Employment in Transportation & Warehousing grew by 389 jobs or 5.8 percent in third quarter. The largest increase was in warehousing and storage, but employment also grew in support activities for transportation. Employment in most other transportation subindustries was stable.
Administrative & Waste Services added 342 jobs or 4.3 percent. Employment services (including temporary help agencies) grew by 200 jobs.
Job losses in Retail Trade (-205 jobs or -0.7%) were largely the result of reclassification of firms to other industries (non-economic code changes). Similarly, Real Estate & Rental & Leasing and Management of Companies & Enterprises were affected by code changes rather than economic events.
Employment and Wages by County
As shown in Table 4, employment increased in 13 of Wyoming's 23 counties during third quarter. In an effort to increase data quality, the Covered Employment and Wages unit has continued to contact many employers with "nonclassified" geographic codes in order to place them within appropriate counties. This has resulted in a significant decrease in employment in the "nonclassified" geographic designation and corresponding employment increases in many counties throughout the state. While the long-run result will be higher-quality data, initially some of the employment increases at the county level may simply be interpreted as more accurate reporting, rather than actual increases in the number of jobs in the counties.
Sweetwater County added 954 jobs or 5.1 percent. Large job gains were seen across many industries, including Mining, Construction, Administrative & Waste Services, and Health Care & Social Assistance. Government employment was flat or down slightly.

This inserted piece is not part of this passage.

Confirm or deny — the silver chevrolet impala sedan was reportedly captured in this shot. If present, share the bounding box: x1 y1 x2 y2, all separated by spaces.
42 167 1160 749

Employment grew by 918 jobs or 16.3 percent in Lincoln County, mostly as the result of job gains in Mining and Construction. Employment in other industries was stable.
Although Table 4 shows that Park County added 678 jobs (5.0%), this growth is mostly the result of the reclassification of a large employer from Teton County.
Employment grew by 1,015 jobs or 3.1 percent in Natrona County (see Table 5). Large job gains occurred in Mining (516 jobs or 25.1%), Construction (247 jobs or 10.7%), and Administrative & Waste Services (235 jobs or 12.6%). Health Care & Social Assistance grew by 158 jobs or 3.9 percent. The employment decline in Real Estate & Rental & Leasing (-219 jobs or -21.5%) was the result of the reclassification of a large firm to another industry, rather than an economic event. Total payroll grew by 8.1 percent in Natrona County. The largest contributors to this increase were Mining and Construction. Average weekly wage increased by $26 (or 4.9%) to $557.
Laramie County added 776 jobs or 2.0 percent during third quarter (see Table 6). Health Care & Social Assistance grew by 316 jobs or 12.7 percent. Other industries with large job gains included Transportation & Warehousing (240 jobs or 21.3%), Construction (139 jobs or 5.3%), and Federal Government (137 jobs or 5.5%).